Simpang Empat – Sebanyak 2.695 tenaga honorer di Kabupaten Pasaman Barat resmi berstatus Pegawai Pemerintah dengan Perjanjian Kerja (PPPK) Paruh Waktu, keputusan pemerintah daerah yang langsung disambut antusias oleh tenaga kesehatan, guru, dan tenaga teknis setempat.
Selasa (23/12/2025) puluhan perwakilan tenaga honorer mendatangi kediaman Bupati Pasaman Barat, Yulianto, untuk menyerahkan cinderamata sebagai bentuk ucapan terima kasih. Rombongan dipimpin Ketua Persatuan Non-ASN Pasaman Barat, Dilvan Putra Andeski.

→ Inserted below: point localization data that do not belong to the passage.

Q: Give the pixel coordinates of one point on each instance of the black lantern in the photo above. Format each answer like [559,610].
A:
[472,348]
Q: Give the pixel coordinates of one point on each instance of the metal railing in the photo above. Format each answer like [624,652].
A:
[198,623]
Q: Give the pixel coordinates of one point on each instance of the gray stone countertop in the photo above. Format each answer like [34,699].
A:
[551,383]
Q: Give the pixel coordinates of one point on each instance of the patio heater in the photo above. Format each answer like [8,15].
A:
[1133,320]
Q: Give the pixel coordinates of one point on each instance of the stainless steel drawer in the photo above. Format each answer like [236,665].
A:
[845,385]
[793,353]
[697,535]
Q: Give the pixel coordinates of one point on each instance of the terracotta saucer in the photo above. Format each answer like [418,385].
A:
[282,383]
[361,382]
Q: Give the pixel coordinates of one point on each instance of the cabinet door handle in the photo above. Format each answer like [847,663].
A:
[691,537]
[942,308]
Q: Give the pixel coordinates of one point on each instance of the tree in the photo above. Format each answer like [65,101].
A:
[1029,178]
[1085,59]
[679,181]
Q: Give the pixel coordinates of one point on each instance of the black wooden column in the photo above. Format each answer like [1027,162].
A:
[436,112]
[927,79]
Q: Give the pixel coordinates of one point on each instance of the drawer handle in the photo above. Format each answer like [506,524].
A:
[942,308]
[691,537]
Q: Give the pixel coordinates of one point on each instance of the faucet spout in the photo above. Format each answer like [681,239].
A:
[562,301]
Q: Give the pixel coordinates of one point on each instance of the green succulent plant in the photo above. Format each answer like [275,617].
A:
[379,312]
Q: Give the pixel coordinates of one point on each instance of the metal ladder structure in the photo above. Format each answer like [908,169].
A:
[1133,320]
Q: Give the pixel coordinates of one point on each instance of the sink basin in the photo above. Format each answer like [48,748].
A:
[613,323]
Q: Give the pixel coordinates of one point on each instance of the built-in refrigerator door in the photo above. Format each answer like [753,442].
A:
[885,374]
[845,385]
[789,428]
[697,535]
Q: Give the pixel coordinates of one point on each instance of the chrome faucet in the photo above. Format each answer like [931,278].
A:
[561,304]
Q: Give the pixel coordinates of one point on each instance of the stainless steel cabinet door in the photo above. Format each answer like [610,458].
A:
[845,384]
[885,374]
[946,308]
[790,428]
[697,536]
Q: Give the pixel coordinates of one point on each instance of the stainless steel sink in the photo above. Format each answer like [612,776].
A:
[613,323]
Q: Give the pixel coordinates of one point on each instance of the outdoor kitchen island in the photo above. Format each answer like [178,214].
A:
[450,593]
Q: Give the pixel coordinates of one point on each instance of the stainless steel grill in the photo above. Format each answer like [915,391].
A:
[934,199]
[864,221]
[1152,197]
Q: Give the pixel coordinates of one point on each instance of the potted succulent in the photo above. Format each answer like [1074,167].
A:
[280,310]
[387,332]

“Cindera mata ini merupakan simbol terima kasih yang mendalam atas keberhasilan Pemerintah Kabupaten mengakomodir kami 2.695 orang tenaga honorer untuk masuk dalam formasi PPPK tahun ini,” ujar Dilvan. Ia menyatakan kabar lolosnya mereka ke tahap verifikasi Badan Kepegawaian Negara (BKN) bak oase di padang pasir setelah bertahun-tahun mengabdi dalam status yang tidak pasti.
Dilvan menambahkan, “Perasaan kami hari ini campur aduk; ada senang, ada haru, dan yang pasti rasa syukur yang luar biasa karena perjuangan kami selama ini rasanya terobati.”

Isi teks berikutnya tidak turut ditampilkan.